Scatterhead [ łapaj dzień ]

ja bym pozostal przy twoim pomysle - za kazdym razem jakbys uslyszal ze cos sie dzieje tak goscia sprac zeby pare dni nie mogl sie ruszac... za trzecim razem mu sie odechce.

pomysl bardzo skuteczny, ale tak samo skutecznie zniszczysz to malzenstwo... no ale czego ono jest warte, skoro sie dzieja takie rzeczy?

30.09.2006
03:34
[14]

Lutz [ Generaďż˝ ]

Bardzo mozliwe ze kiedy go juz spierzecie, on byc moze pojdzie z tym na policje, kobieta na jakies 95% bedzie trzymala jego strone (nawet 98%) Jezeli juz masz cos robic zglos to na policje, klotnie/bitwy malzenskie to dosc specyficzny temat, kobiety zachowuja sie dosc irracjonalnie w takich sytuacjach.

30.09.2006
08:41
[15]

ValkyreX [ shikyo ]

Jeśli byś mu porządnie w*****lił, to nie miałby siły się na kimkolwiek wyżyć ;)
Ale radzę iść na policję...

30.09.2006
08:47
[16]

vaila [ Centurion ]

Lutz
kobiety zachowują sie dosc irracjonalnie w takich sytuacjach.

Wiesz, w dużej mierze może takie zachowanie wywoływać właśnie lęk,
filozofia jest tu prosta: mąż zaplącze ją w podejrzenia nadając jej tam jakąś rolę,
co z kolei mogłoby powodować kolejną falę agresji [o większym natężeniu,
bo ona jest "przeciwko niemu"] skierowaną do niej.


Mi zawsze szkoda dzieci.

30.09.2006
08:53
smile
[17]

szczerbaty [ Pretorianin ]

A ja bym pogadal na ostro z tym gosciem gdybym go gdzies spotkal, jakbys mu powiedzial ze jesli jeszcze raz uslyszysz placz zony,dziecka i bicie szklanek to zrobisz mu to samo co on swojej rodzinie to gosc moze spusci z tonu...

30.09.2006
08:54
[18]

mirencjum [ operator kursora ]

Świadek przemocy w rodzinie to bardzo ważna osoba.
Ważna, bo często jedyna, która może pomóc w przerwać przemoc!

Jeśli jesteś świadkiem przemocy między współmałżonkami albo widzisz, że ktoś krzywdzi dzieci...

Może zdarza się, że słyszysz zza ściany krzyki, wołanie o pomoc, czyjś płacz.
Może widzisz, że ktoś z Twoich sąsiadów, znajomych, doznaje przemocy.
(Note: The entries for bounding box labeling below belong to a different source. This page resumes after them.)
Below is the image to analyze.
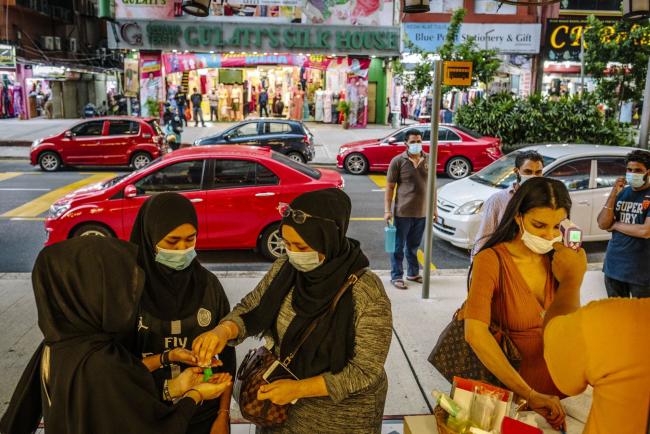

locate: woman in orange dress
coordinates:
[461,177,584,429]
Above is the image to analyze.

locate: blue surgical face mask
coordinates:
[156,247,196,271]
[408,143,422,155]
[625,172,646,188]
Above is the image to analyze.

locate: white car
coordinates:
[433,144,635,249]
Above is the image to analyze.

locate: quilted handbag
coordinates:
[428,255,521,387]
[233,268,367,428]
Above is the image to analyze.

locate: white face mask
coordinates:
[287,249,325,273]
[521,222,562,255]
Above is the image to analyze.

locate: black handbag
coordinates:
[233,268,368,428]
[428,254,521,387]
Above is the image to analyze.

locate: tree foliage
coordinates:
[394,9,501,92]
[583,15,650,111]
[455,93,633,151]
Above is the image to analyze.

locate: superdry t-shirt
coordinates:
[603,187,650,285]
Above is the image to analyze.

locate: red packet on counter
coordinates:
[501,416,544,434]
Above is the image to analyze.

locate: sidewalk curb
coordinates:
[0,262,603,280]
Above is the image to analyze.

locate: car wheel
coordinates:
[72,223,115,238]
[343,153,368,175]
[259,224,285,261]
[38,151,61,172]
[446,157,472,179]
[131,152,151,170]
[287,152,307,163]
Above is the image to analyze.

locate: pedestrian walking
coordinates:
[0,237,231,434]
[459,177,587,429]
[470,151,544,259]
[258,88,269,117]
[187,188,392,434]
[174,86,188,126]
[544,280,650,434]
[208,88,219,122]
[190,88,205,127]
[384,129,435,289]
[598,150,650,298]
[131,193,237,434]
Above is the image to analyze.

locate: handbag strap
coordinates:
[282,267,368,366]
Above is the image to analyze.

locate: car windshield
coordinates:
[470,151,555,188]
[271,152,322,179]
[102,157,162,188]
[454,125,483,139]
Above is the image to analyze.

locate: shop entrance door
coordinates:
[368,81,377,124]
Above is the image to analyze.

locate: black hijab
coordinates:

Nie prosi cię o pomoc. Stara się ukryć ślady pobicia.
Można wtedy uznać, że nie chce pomocy albo że akceptuje taką sytuację.
To nieprawda!!!!!!!

Przemoc w rodzinie tworzy zamknięty krąg!

Pamiętaj, że ofiara przemocy w rodzinie:

1. Boi się-
* o swoje życie i zdrowie;
* tego, że nawet jeśli zawiadomi o przestępstwie policję, prokuraturę to i tak nikt nie będzie chciał zeznawać, że widział, słyszał jak ona doznaje przemocy;
2. Nie wierzy-
* że ktoś chce i może jej pomóc,
* Że ma prawo prosić o pomoc,
* Że coś się zmieni;
3. Wstydzi się-
* bo bierze na siebie całą odpowiedzialność za to co się dzieje w jej domu

TY

możesz przerwać zamknięty krąg milczenia!
możesz pomóc!

Niebieska Linia:

* PŁATNY PIERWSZY IMPULS: 0 801 1200 02 pn-sob: 10:00-22:00; nd i święta: 10:00-16:00
* POŁĄCZENIE PŁATNE: (0-22) 666 00 60 pn-pt: 10:00-18:00.
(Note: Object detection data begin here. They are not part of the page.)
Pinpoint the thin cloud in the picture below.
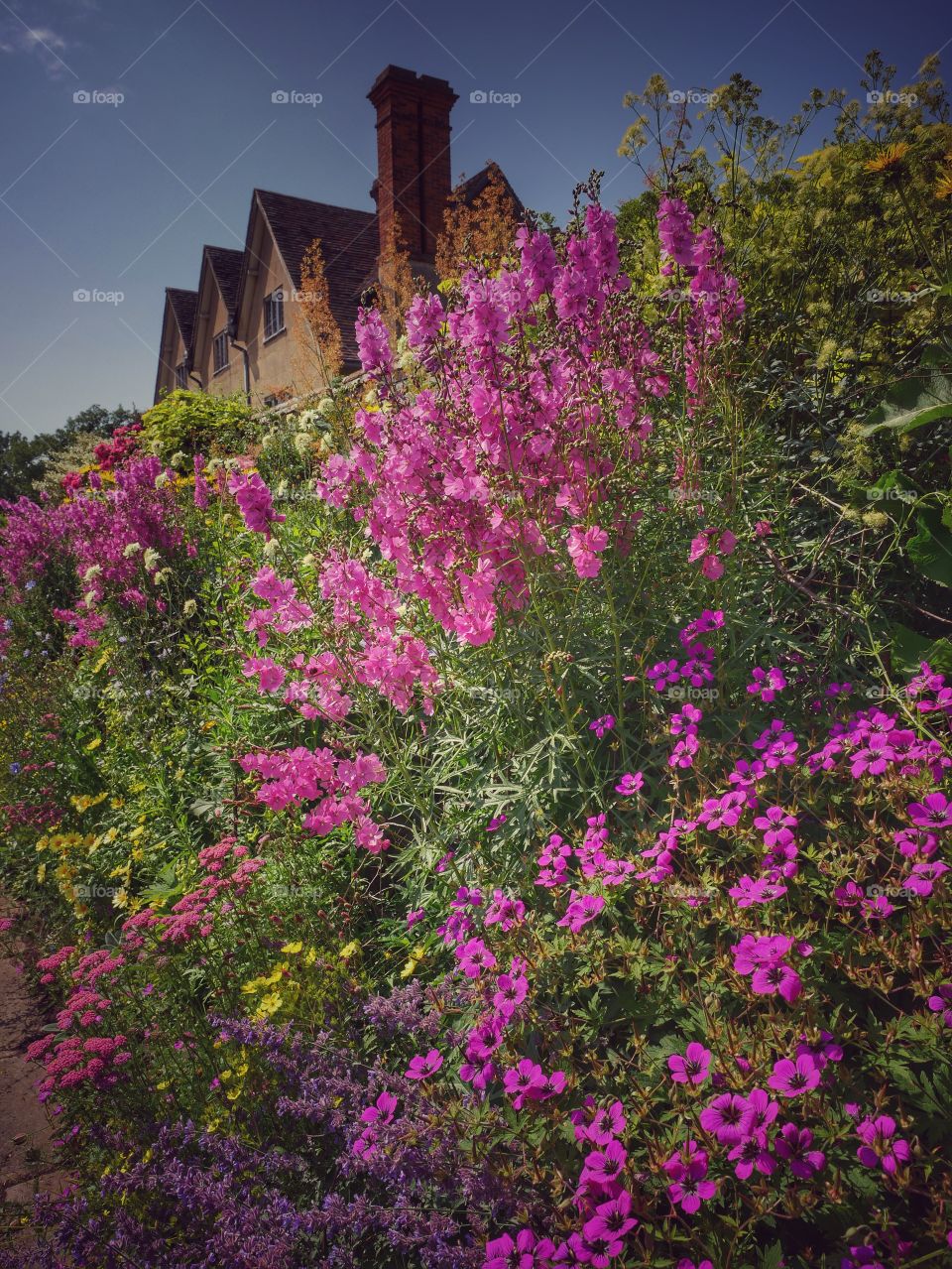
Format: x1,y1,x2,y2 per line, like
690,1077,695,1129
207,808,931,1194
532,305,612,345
0,23,69,78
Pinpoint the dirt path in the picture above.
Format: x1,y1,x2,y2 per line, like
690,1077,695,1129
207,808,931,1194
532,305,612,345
0,901,64,1232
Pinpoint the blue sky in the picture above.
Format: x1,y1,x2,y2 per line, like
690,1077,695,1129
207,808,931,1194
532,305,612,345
0,0,952,434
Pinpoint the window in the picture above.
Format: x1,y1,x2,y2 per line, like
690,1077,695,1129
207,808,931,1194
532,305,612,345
265,287,284,338
211,330,228,374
Tam uzyskasz informacje o tym jak znaleźć miejsce, które pomaga ofiarom przemocy w rodzinie na danym terenie i w jaki sposób zawiadomić o tej sytuacji

30.09.2006
09:08
[19]

MaZZeo [ LoL AttAcK ]

gregol --> no właśnie taka postawa jest najgorsza - lepiej sie nie wtrącać, nie moaj sprawa... a tzreba zareagować, bo jeszcze dzieck ozostanei pobite.
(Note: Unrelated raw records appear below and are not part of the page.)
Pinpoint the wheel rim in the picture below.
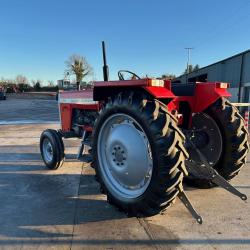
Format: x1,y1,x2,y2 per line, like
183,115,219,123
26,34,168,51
97,114,153,199
43,138,53,163
188,113,223,167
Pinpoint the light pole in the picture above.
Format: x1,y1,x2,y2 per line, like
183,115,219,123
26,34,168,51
185,48,194,83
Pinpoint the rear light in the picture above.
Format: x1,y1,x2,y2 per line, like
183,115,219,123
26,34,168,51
148,79,164,87
216,82,229,89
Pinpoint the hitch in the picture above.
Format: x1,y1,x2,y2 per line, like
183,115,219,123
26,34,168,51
178,190,203,224
186,136,247,201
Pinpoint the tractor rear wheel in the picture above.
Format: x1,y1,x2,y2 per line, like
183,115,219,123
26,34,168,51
186,98,249,188
92,92,187,215
40,129,64,169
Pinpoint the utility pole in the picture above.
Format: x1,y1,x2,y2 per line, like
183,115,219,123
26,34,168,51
185,48,194,83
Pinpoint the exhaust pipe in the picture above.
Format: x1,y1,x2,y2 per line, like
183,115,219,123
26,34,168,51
102,41,109,82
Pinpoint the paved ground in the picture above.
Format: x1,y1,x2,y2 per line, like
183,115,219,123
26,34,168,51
0,96,250,249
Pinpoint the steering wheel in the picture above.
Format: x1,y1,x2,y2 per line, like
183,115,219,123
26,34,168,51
118,70,141,81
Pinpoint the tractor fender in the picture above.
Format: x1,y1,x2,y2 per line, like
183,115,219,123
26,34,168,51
192,82,231,113
144,86,176,99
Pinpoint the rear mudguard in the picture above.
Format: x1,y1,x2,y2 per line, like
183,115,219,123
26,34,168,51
167,82,231,129
169,82,231,113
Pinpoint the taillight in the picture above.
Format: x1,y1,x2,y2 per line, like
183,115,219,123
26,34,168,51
216,82,229,89
148,79,164,87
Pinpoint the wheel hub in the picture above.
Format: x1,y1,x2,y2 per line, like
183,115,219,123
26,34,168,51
43,138,53,162
188,113,223,166
98,114,153,198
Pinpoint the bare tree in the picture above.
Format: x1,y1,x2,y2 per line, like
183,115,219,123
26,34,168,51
66,54,92,89
48,80,55,87
15,75,30,92
16,75,29,84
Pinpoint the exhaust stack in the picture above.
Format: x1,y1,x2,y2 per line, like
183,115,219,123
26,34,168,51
102,41,109,81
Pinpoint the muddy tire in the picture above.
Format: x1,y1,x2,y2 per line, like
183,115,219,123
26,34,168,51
40,129,64,169
92,92,188,215
186,98,249,188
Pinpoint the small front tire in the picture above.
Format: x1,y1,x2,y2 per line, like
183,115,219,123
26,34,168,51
40,129,64,169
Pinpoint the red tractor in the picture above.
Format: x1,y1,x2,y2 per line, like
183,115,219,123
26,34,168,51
40,42,249,223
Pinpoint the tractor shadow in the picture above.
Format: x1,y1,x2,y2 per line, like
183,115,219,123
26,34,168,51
0,153,126,240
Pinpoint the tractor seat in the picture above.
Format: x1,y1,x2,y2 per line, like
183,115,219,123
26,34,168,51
171,83,195,96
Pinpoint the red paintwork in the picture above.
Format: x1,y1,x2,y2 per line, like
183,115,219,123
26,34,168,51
94,78,149,88
60,89,93,100
60,79,231,135
59,90,99,132
173,82,231,113
144,87,175,99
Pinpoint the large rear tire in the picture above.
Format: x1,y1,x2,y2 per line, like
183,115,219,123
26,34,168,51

DObrze ze zainteresowałeś się sprawą Dębczak. Porozmawiaj może z kolesiem, a jezeli dalej bedzie to samo, to dzwon na policję...

30.09.2006
09:46
[20]

Indoctrine [ Her Miserable Servant ]

Dobre rady ludzie dali wcześniej, ja tylko jedną rzecz chcę dodać.
Nie zdziw się, że po interwencji żona tego faceta może mieć Ci strasznie to za złe i mogą z jej strony spotkać Cię przykrości.
Podam przypadek znajomego, który odciągnął na ulicy faceta piorącego swoją żonę. On gdzieś uciekł, a ona kuplowi przywaliła torebką i zbluzgała...

30.09.2006
09:51
[21]

Raziel [ Action Boy ]

dźwięk tłuczącego się szkła i płacz żony to jeszcze nie świadczy o niczym tak naprawdę. Bo prawda jest taka, że kobiety w większości są wrażliwe i po każdej dużej kłótki muszą się wypłakać a bardzo możliwe że to właśnie ta kobieta rzuca ze złości szklankami. Weź taką historię pod uwagę zanim zaczniesz oskarżać...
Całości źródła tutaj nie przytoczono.